Siria, i cristiani sono tra due fuochi.

«Dopo ogni messa i fedeli si dicono addio»

Il Paese è in un vicolo cieco. La Chiesa è sopraffatta dai bisogni dei fedeli. Disoccupazione, povertà e voglia di andarsene. Parla monsignor Samir Nassar, arcivescovo maronita della capitale

Alla luce degli ultimi fatti di cronaca e della drammatica situazione della comunità cristiana in Siria, pubblichiamo di seguito il comunicato stampa di Aiuto alla Chiesa che Soffre con le parole dell’arcivescovo maronita di Damasco, monsignor Samir Nassar.

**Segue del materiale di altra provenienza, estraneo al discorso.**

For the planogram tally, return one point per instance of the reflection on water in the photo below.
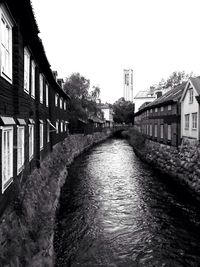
(116, 211)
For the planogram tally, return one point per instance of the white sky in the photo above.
(100, 38)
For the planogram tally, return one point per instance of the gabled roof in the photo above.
(195, 84)
(172, 95)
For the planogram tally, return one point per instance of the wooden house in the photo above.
(30, 121)
(190, 111)
(160, 120)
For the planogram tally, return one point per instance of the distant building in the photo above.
(108, 114)
(128, 85)
(190, 113)
(143, 97)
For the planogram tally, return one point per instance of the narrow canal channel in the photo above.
(117, 211)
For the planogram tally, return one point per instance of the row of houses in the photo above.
(33, 105)
(173, 117)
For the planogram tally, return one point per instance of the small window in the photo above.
(169, 107)
(156, 131)
(41, 88)
(33, 79)
(56, 100)
(48, 132)
(169, 133)
(150, 129)
(57, 126)
(161, 131)
(31, 141)
(27, 60)
(41, 134)
(47, 95)
(6, 44)
(7, 157)
(61, 126)
(194, 121)
(187, 121)
(191, 95)
(61, 102)
(20, 148)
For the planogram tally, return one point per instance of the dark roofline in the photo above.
(35, 42)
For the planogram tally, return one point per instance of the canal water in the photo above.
(115, 211)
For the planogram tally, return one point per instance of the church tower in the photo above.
(128, 85)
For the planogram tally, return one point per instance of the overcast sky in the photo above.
(99, 38)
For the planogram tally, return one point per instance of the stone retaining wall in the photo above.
(27, 225)
(182, 163)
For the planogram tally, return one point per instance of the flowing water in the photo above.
(115, 211)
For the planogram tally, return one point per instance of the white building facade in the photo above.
(128, 84)
(190, 110)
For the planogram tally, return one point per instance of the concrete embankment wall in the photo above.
(182, 163)
(27, 226)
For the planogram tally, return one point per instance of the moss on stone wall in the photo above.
(27, 226)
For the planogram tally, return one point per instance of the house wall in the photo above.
(189, 108)
(18, 104)
(140, 101)
(150, 117)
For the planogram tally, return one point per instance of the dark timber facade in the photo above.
(161, 119)
(31, 121)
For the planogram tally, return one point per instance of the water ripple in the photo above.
(116, 211)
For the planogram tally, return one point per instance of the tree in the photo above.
(123, 111)
(81, 105)
(77, 86)
(95, 93)
(176, 78)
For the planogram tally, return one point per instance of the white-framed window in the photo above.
(6, 44)
(41, 134)
(33, 78)
(31, 140)
(57, 126)
(169, 107)
(7, 157)
(56, 100)
(48, 132)
(47, 95)
(27, 62)
(156, 130)
(191, 95)
(161, 131)
(41, 88)
(61, 126)
(187, 121)
(194, 121)
(150, 129)
(61, 100)
(20, 148)
(169, 132)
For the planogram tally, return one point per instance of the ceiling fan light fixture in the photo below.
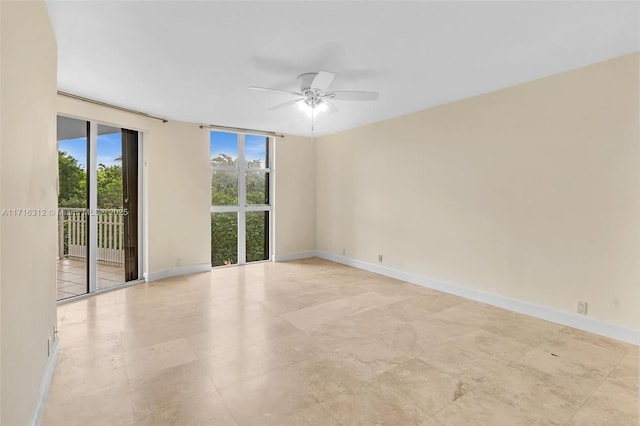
(309, 106)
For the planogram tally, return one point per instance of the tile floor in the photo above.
(316, 343)
(72, 277)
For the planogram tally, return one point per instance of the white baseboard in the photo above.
(177, 271)
(294, 256)
(570, 319)
(45, 383)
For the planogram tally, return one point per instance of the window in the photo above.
(240, 198)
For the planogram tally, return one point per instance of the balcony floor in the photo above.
(72, 277)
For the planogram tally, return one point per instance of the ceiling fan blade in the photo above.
(268, 89)
(331, 108)
(285, 104)
(353, 96)
(322, 81)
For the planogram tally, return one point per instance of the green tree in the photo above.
(109, 186)
(72, 182)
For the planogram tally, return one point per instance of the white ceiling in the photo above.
(193, 61)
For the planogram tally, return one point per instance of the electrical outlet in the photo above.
(581, 307)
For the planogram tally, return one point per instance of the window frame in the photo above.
(242, 208)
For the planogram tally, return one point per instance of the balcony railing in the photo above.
(72, 235)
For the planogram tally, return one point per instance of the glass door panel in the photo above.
(224, 239)
(257, 235)
(73, 202)
(109, 217)
(240, 202)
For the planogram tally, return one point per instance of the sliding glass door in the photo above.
(98, 244)
(240, 198)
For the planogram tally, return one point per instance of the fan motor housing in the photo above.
(305, 80)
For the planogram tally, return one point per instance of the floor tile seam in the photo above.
(620, 352)
(594, 390)
(74, 395)
(397, 395)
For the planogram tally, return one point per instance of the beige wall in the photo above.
(295, 198)
(176, 185)
(28, 168)
(530, 192)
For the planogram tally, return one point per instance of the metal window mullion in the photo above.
(271, 170)
(224, 209)
(258, 208)
(93, 205)
(242, 202)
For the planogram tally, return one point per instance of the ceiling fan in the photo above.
(313, 94)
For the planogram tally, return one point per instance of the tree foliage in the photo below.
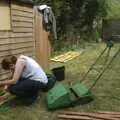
(75, 17)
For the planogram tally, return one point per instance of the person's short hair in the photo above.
(6, 62)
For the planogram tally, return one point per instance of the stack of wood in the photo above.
(70, 115)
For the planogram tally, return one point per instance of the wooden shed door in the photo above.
(42, 43)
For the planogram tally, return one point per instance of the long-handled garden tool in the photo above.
(61, 96)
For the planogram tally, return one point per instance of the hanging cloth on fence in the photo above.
(49, 20)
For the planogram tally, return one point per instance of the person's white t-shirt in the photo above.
(33, 70)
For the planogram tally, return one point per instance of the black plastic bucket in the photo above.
(59, 73)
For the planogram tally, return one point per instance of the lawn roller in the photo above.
(65, 96)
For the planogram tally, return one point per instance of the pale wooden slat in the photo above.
(21, 35)
(28, 53)
(22, 24)
(16, 51)
(24, 8)
(4, 41)
(22, 30)
(21, 13)
(21, 45)
(16, 46)
(4, 33)
(15, 41)
(21, 40)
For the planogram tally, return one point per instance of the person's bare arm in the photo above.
(17, 73)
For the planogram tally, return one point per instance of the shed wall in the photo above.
(20, 39)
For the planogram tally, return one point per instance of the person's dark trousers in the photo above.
(26, 88)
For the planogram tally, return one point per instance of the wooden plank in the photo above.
(21, 35)
(4, 33)
(4, 41)
(42, 45)
(22, 30)
(21, 13)
(16, 46)
(22, 20)
(21, 45)
(22, 7)
(92, 115)
(72, 117)
(14, 40)
(20, 40)
(16, 51)
(22, 24)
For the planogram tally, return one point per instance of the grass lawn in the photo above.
(106, 91)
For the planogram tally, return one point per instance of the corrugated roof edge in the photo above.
(26, 1)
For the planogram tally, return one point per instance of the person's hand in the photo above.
(4, 88)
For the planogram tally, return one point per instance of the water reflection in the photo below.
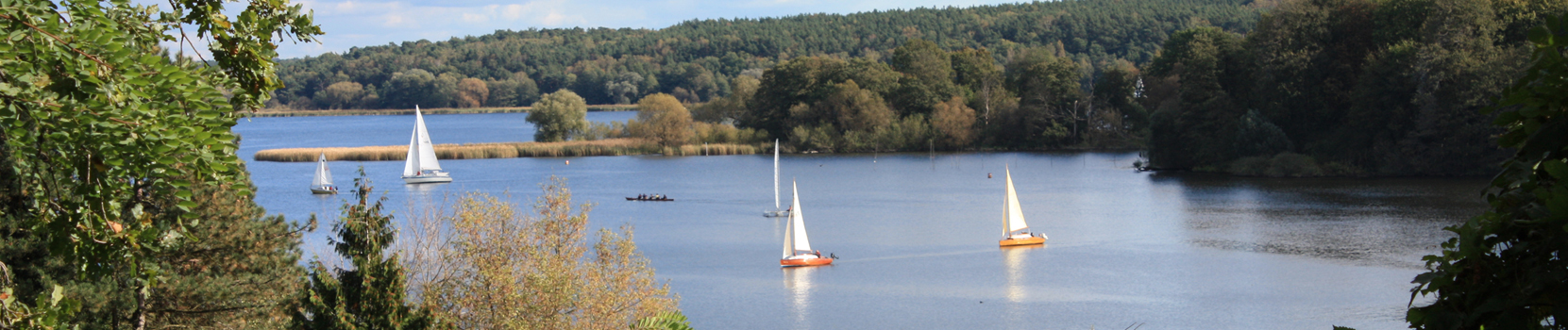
(424, 188)
(1013, 260)
(799, 284)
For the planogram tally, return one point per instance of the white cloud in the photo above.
(513, 11)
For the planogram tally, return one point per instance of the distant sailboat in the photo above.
(777, 211)
(797, 247)
(1013, 221)
(422, 166)
(323, 178)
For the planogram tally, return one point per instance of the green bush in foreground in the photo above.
(1506, 270)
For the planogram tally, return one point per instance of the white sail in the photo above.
(323, 175)
(775, 173)
(789, 239)
(412, 165)
(797, 224)
(427, 151)
(1015, 215)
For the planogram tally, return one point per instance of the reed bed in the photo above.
(602, 147)
(711, 151)
(312, 113)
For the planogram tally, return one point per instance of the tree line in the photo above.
(123, 204)
(697, 61)
(1340, 88)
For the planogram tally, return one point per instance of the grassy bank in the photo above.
(312, 113)
(602, 147)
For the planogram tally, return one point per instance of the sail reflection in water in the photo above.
(1013, 260)
(799, 284)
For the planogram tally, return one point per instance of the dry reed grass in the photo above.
(602, 147)
(312, 113)
(711, 151)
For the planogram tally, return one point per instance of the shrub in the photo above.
(1292, 165)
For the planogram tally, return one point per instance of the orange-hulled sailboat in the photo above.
(1013, 221)
(797, 247)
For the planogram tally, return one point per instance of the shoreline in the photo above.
(500, 109)
(600, 147)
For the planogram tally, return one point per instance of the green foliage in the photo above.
(1373, 87)
(662, 119)
(228, 274)
(557, 116)
(664, 321)
(49, 311)
(417, 88)
(1255, 135)
(1050, 92)
(106, 137)
(1193, 125)
(372, 293)
(927, 77)
(697, 59)
(1504, 270)
(728, 108)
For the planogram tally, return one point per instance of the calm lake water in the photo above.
(916, 233)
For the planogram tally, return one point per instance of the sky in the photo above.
(360, 24)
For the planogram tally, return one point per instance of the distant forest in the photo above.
(697, 59)
(1294, 88)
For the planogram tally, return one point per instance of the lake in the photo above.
(918, 232)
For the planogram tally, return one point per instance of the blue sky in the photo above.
(370, 23)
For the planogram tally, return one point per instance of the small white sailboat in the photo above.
(422, 166)
(1013, 221)
(323, 177)
(797, 247)
(777, 211)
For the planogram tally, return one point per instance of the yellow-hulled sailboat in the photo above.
(797, 247)
(1013, 221)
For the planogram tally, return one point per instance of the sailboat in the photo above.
(777, 211)
(323, 177)
(1013, 221)
(797, 247)
(422, 166)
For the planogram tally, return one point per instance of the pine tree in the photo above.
(372, 293)
(228, 272)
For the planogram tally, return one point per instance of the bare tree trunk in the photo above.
(140, 318)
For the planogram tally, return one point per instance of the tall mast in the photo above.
(775, 173)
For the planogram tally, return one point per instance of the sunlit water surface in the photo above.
(916, 232)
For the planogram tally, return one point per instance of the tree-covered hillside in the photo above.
(697, 59)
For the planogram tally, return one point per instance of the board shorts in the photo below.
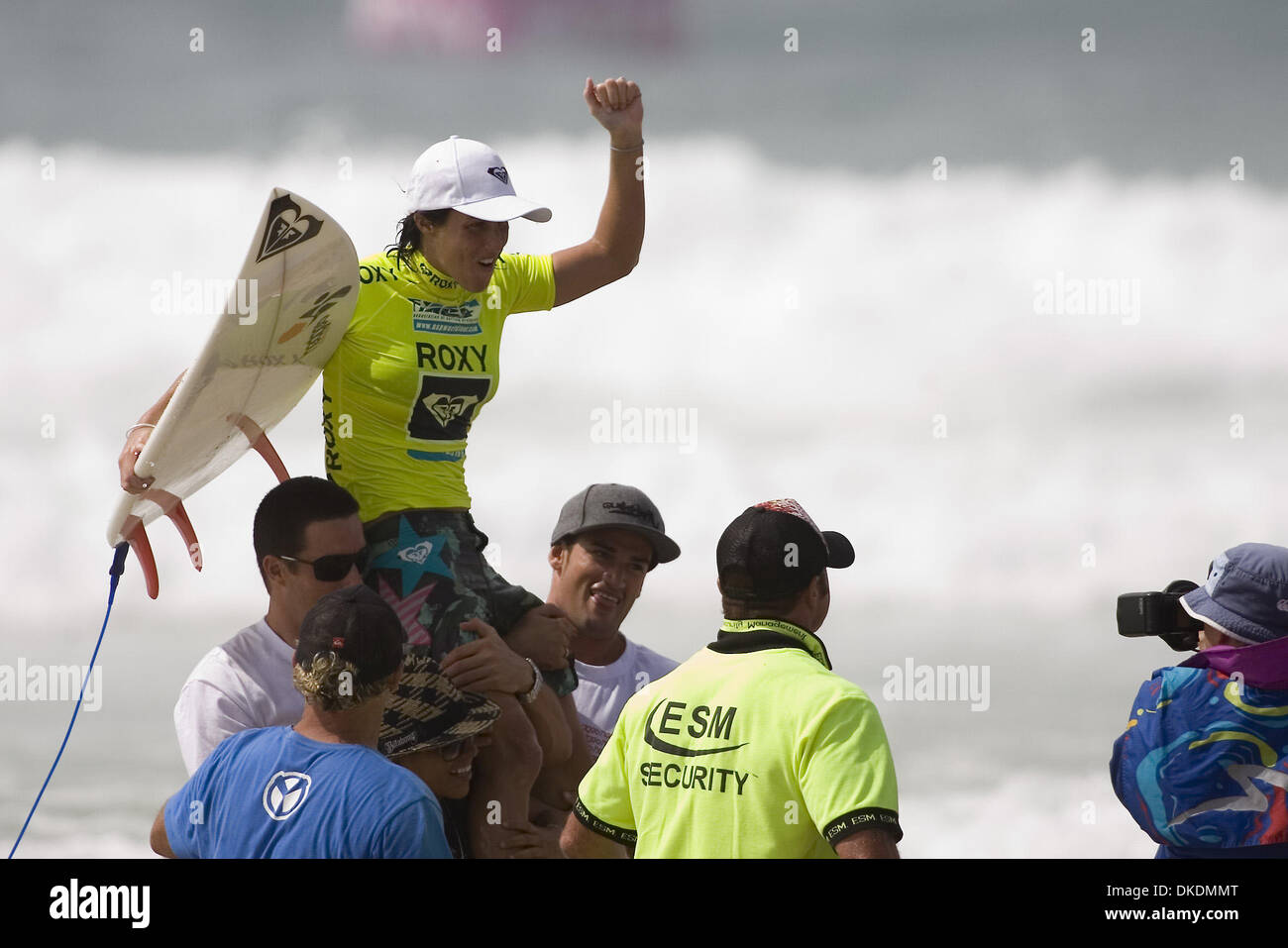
(428, 565)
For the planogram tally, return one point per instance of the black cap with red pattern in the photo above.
(774, 549)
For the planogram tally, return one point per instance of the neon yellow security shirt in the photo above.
(758, 750)
(419, 361)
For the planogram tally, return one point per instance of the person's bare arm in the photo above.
(580, 843)
(548, 720)
(136, 440)
(868, 844)
(557, 786)
(159, 840)
(613, 250)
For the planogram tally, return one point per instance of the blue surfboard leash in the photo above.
(117, 569)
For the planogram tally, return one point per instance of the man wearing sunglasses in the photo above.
(308, 543)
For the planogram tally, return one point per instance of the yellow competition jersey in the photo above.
(419, 361)
(741, 754)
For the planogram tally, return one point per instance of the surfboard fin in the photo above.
(138, 540)
(189, 536)
(259, 441)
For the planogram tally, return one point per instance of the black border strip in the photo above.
(858, 820)
(593, 823)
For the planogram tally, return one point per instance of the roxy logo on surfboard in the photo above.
(286, 228)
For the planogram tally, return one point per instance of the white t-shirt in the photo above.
(245, 683)
(604, 689)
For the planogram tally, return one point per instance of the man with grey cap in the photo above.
(318, 790)
(1202, 766)
(606, 539)
(752, 747)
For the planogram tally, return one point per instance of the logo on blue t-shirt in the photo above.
(284, 792)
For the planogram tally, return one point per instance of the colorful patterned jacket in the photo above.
(1203, 764)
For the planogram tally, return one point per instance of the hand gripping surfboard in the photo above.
(284, 316)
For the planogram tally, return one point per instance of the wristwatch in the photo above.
(531, 695)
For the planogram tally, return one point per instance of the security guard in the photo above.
(752, 747)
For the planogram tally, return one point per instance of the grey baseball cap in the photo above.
(616, 506)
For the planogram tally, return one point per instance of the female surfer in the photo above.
(417, 363)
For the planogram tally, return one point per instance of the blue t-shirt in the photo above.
(270, 792)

«La Siria è in un vicolo cieco. E non vi è alcuna soluzione all’orizzonte». L’arcivescovo maronita di Damasco, monsignor Samir Nassar, descrive così ad ACS-Italia l’attuale momento siriano.
«E’ l’undicesimo mese di crisi e la violenza raddoppia d’intensità» racconta il presule dipingendo una Chiesa «impotente e sopraffatta dai bisogni della comunità» che superano abbondantemente i suoi modesti mezzi. Il sostegno psicologico dei cittadini è ormai parte integrante del servizio pastorale ed alle necessità dei rifugiati iracheni si aggiungono prepotentemente quelle dei, sempre più numerosi, profughi siriani. «Con il ritiro degli ambasciatori arabi ed occidentali - spiega monsignor Nassar – ottenere un visto è praticamente impossibile: un incubo soprattutto per gli iracheni bloccati a Damasco».
Il morale dei cittadini è pessimo e il futuro talmente incerto che «alla fine di ogni messa i fedeli si dicono addio». La svalutazione della lira siriana ha ridotto di oltre il 60% il potere d’acquisto dei cittadini e l’embargo economico ha colpito soprattutto la gente comune: inflazione, povertà, forte aumento della disoccupazione; mentre la penuria di gas, elettricità e carburante rendono l’inverno molto più rigido. «Traiamo forza dai nostri valori evangelici – racconta monsignor Nassar – e dalle parole del Santo Padre che invita costantemente al dialogo e alla non violenza». Recentemente monsignor Antoine Audo, eparca di Aleppo e presidente della Caritas siriana, ha recentemente invitato la comunità internazionale a favorire il dialogo fra le varie realtà, anziché alimentare lo spirito di vendetta. «Monsignor Audo vede la sofferenza del suo popolo – commenta l’arcivescovo di Damasco – e come tutti noi cerca una speranza, un po’ di luce in questa notte buia».
Il 23 dicembre scorso, nella capitale siriana sono scoppiati due ordigni. E poco più di un mese fa, il 6 gennaio, un kamikaze si è fatto esplodere a soli 900 metri dall’arcivescovado uccidendo 25 persone. Solo poche decine di fedeli hanno assistito alla messa di Natale e i bambini che frequentano il catechismo non sono che una ventina. Una fonte interna alla Chiesa maronita locale, che per motivi di sicurezza preferisce rimanere anonima, ha dichiarato ad ACS-Italia che durante l’ultima riunione del consiglio presbiterale perfino i sacerdoti si sono chiesti se il prossimo anno saranno ancora in Siria, mentre la disoccupazione giovanile continua a «nutrire l’esodo dei cristiani d’Oriente». «La crisi ha raggiunto uno stadio in cui possiamo più permetterci di rimanere neutrali – aggiunge la fonte - Ma la Chiesa potrà continuare a giocare un ruolo di mediatore tra le due fazioni islamiche?».